An emoji can be added to a document after the fact and is not trustworthy.

That being said, a signature does not need to be written out fully. Sometimes just a "mark" (ie an X) is sufficient if the person is illiterate.

In this case, it apoears that the emoji was used in such a context as to imply acceptance of what was said in the email. Let's see how this plays out.

Comment Re: Well Shite (Score 1) 107

Always someone with no sense of humor...Buzzkill

The point is they both found a way to keep their sensitive reports - whether one is more guilty than the other is irrelevant - one DID find a way to spin his actions and rile his supporters. So, he benefited from his actions ... the other just gets called old.

Comment What's always bothered me... (Score 1) 117

Is that Spotify and others agreed to the terms to develop and publish apps for the iPhone.

These terms WERE, initially, laid out clearly. Now, if the terms changed, developers should have been permitted to continue using the old or accept the new terms or old. If using the old, the vendor assumes liability when their product goes against a countries laws...not Apple. That's where Apple F'd up as they changed rules as THEY saw fit.

Now, they are up against of law makers who clearly have a bug up their ass about Apple (perhaps, rightly so).

Still, there are other platforms that Spotify and others can sell their wares. Isn't that what competition and choice is about? These lawmakers are telling Apple what music st be in their stores. Is that right?
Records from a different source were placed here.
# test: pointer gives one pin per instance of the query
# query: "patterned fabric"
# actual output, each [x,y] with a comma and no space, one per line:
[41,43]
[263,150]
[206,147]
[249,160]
Comment This needs to be enforced! (Score 1) 203

The fact that such a common sense thing has to spelled out and made illegal is depressing.

Here in Vitginia, I see niteits wearing AirPods or even full headphones while driving. Now, with so many EVs on the road, these same nitwits will be wearing the Apple Vision Pros while behind the driver's wheel.

And, like the use of marijuana and other distractions while driving, cops won't or can't pull them over.

As someone else stated, pull them over AND make the fine in 10x or more the price of the headset, require it paid before release from jail, AND 5 points on their license reported to the insurance company (if they actually have car insurance, else lock them up).

That might get the message across.

Ain't ever gonna happen. The same 2nd amendment nutters will find a reason to go nuts on cracking down on the woke lest someone might come after their guns.

So, we will all be placed in danger. Ducky.